Der 1993 gegründete und seit 2002 als Nationalpark ausgewiesene Gesäuse-Naturraum liegt im Herzen der Steiermark und gehört zu den jüngsten Schutzgebieten Österreichs. Seine 11.000 Hektar umfassen eine der letzten wirklich wilden Landschaften der Ostalpen. Warum "Gesäuse"? Der Name stammt vom "Sausen" und "Brausen" der Enns, die sich hier durch ein enges Tal zwängt und dabei einen ohrenbetäubenden Lärm erzeugt – besonders nach Regenfällen oder während der Schneeschmelze. Zwischen Admont und Hieflau hat sich der Fluss über Jahrtausende seinen Weg durch den harten Kalkstein gefräst und dabei eine enge Schlucht geschaffen, gesäumt von gewaltigen Felswänden.

Das Nordgesicht des Hochtor-Massivs erhebt sich fast 1.800 Meter über dem Talboden – eine nahezu senkrechte Wand, die Alpinisten aus ganz Europa anzieht. Die Gebirgsstöcke der Buchsteingruppe und der Hochtorgruppe prägen das Gebiet mit ihren markanten Kalkfelsen und bieten eine atemberaubende Kulisse für Wanderungen jeglicher Schwierigkeitsgrade. Seltene Pflanzenarten wie der Clusius-Enzian oder das Edelweiß haben in den kargen Hochlagen ihr Zuhause gefunden, während in den tiefer gelegenen Mischwäldern Spechte und andere Waldvögel für Leben sorgen.

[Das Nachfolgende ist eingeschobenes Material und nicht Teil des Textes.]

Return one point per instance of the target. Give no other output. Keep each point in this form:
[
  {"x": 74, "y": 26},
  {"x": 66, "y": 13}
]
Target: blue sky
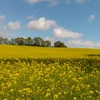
[{"x": 74, "y": 22}]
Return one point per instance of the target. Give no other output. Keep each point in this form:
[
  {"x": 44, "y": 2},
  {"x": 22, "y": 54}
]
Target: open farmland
[{"x": 36, "y": 73}]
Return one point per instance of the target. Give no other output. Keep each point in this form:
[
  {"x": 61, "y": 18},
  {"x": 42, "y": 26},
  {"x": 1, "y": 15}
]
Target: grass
[{"x": 32, "y": 73}]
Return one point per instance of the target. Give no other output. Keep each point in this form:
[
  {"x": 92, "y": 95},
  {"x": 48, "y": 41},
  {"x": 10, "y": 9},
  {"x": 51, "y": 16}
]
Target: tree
[
  {"x": 59, "y": 44},
  {"x": 38, "y": 41}
]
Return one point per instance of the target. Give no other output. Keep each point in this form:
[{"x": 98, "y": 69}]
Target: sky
[{"x": 74, "y": 22}]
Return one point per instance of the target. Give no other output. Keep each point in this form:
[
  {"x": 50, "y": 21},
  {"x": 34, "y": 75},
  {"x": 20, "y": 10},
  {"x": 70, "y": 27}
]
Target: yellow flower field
[{"x": 35, "y": 73}]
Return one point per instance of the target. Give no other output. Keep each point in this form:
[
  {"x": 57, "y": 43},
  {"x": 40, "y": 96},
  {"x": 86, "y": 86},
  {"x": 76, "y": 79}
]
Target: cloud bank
[
  {"x": 40, "y": 24},
  {"x": 64, "y": 33}
]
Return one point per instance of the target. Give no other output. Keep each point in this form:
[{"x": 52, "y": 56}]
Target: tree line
[{"x": 37, "y": 41}]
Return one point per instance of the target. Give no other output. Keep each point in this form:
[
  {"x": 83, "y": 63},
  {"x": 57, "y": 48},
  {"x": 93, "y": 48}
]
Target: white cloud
[
  {"x": 14, "y": 25},
  {"x": 78, "y": 1},
  {"x": 64, "y": 33},
  {"x": 30, "y": 17},
  {"x": 40, "y": 24},
  {"x": 91, "y": 18},
  {"x": 82, "y": 1},
  {"x": 68, "y": 1},
  {"x": 52, "y": 2},
  {"x": 83, "y": 43}
]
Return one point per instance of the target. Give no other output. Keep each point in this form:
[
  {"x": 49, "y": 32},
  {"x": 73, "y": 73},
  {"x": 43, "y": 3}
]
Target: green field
[{"x": 37, "y": 73}]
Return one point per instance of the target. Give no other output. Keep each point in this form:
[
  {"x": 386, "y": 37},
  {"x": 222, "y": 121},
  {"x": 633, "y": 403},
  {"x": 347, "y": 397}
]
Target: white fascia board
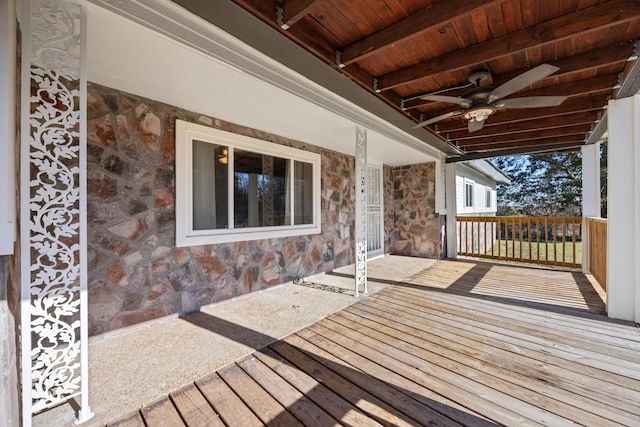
[
  {"x": 176, "y": 23},
  {"x": 7, "y": 125}
]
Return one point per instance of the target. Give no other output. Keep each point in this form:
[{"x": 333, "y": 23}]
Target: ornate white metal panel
[
  {"x": 361, "y": 210},
  {"x": 375, "y": 233},
  {"x": 53, "y": 217}
]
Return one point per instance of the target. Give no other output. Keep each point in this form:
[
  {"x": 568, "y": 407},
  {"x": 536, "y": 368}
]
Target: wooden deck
[{"x": 457, "y": 344}]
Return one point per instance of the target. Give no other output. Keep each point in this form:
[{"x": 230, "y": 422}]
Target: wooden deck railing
[
  {"x": 538, "y": 240},
  {"x": 598, "y": 249}
]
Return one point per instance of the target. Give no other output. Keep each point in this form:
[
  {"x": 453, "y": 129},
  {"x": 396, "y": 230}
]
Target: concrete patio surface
[{"x": 133, "y": 367}]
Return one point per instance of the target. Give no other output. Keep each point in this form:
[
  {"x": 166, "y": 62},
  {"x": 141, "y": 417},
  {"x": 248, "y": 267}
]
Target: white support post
[
  {"x": 623, "y": 209},
  {"x": 452, "y": 208},
  {"x": 53, "y": 207},
  {"x": 361, "y": 211},
  {"x": 7, "y": 125},
  {"x": 590, "y": 195}
]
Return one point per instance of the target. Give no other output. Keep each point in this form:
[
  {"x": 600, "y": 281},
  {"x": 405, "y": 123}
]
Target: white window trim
[
  {"x": 473, "y": 189},
  {"x": 186, "y": 132},
  {"x": 8, "y": 126}
]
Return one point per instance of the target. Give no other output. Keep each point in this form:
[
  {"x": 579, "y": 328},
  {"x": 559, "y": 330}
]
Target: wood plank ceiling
[{"x": 402, "y": 50}]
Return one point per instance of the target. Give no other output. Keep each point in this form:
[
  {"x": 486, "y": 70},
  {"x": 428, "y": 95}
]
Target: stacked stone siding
[
  {"x": 136, "y": 273},
  {"x": 416, "y": 229}
]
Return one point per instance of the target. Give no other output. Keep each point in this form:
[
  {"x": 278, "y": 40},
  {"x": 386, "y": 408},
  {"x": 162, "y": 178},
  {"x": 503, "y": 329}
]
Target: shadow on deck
[{"x": 460, "y": 343}]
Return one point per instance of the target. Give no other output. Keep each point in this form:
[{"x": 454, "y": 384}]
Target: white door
[{"x": 375, "y": 221}]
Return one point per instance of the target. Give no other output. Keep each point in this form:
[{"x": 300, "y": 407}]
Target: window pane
[
  {"x": 210, "y": 188},
  {"x": 303, "y": 197},
  {"x": 260, "y": 190}
]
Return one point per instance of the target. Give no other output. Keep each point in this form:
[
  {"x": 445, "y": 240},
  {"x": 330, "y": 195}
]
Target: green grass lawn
[{"x": 538, "y": 251}]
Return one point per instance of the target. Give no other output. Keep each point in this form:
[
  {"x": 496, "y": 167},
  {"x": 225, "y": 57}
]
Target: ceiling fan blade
[
  {"x": 475, "y": 125},
  {"x": 438, "y": 118},
  {"x": 449, "y": 99},
  {"x": 523, "y": 80},
  {"x": 530, "y": 102}
]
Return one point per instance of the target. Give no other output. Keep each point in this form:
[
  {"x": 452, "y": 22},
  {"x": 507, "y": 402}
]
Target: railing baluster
[{"x": 506, "y": 237}]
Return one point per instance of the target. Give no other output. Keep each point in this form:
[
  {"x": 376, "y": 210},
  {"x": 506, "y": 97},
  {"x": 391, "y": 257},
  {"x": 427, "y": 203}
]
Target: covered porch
[{"x": 456, "y": 343}]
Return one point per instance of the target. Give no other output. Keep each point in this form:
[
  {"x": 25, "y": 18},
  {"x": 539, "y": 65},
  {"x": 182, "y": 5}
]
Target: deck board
[{"x": 460, "y": 343}]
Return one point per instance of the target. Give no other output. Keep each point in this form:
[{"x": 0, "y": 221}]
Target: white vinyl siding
[{"x": 484, "y": 192}]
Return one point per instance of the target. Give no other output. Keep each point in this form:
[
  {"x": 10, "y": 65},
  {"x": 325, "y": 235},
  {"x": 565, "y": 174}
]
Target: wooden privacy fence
[
  {"x": 537, "y": 240},
  {"x": 598, "y": 249}
]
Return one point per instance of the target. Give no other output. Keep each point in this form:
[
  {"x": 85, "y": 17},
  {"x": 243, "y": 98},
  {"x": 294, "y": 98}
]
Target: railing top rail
[
  {"x": 596, "y": 219},
  {"x": 524, "y": 218}
]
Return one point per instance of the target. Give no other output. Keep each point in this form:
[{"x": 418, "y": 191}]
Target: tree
[
  {"x": 543, "y": 185},
  {"x": 547, "y": 184}
]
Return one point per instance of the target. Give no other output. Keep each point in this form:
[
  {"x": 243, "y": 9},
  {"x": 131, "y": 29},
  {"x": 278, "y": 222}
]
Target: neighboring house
[
  {"x": 163, "y": 165},
  {"x": 187, "y": 169},
  {"x": 476, "y": 182}
]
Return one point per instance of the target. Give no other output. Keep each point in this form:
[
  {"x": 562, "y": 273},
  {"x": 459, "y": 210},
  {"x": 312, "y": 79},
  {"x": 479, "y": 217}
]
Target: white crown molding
[{"x": 177, "y": 23}]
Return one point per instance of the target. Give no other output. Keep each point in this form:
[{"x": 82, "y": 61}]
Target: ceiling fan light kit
[{"x": 481, "y": 101}]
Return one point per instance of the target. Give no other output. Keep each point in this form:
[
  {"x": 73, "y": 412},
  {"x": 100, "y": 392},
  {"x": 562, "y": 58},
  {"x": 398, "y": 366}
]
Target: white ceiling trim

Die alpine Landschaft des Gesäuses stellt sich als Naturerlebnis der besonderen Art dar – mal karg und abweisend, mal überraschend farbenfroh durch Almwiesen und Latschenkieferfelder. Anders als in manch überlaufenem Wandergebiet der Alpen geht's hier noch vergleichsweise ruhig zu. Selbst an Wochenenden im Hochsommer lässt sich Einsamkeit finden, wenn man nur ein paar Schritte von den Hauptwegen abrückt.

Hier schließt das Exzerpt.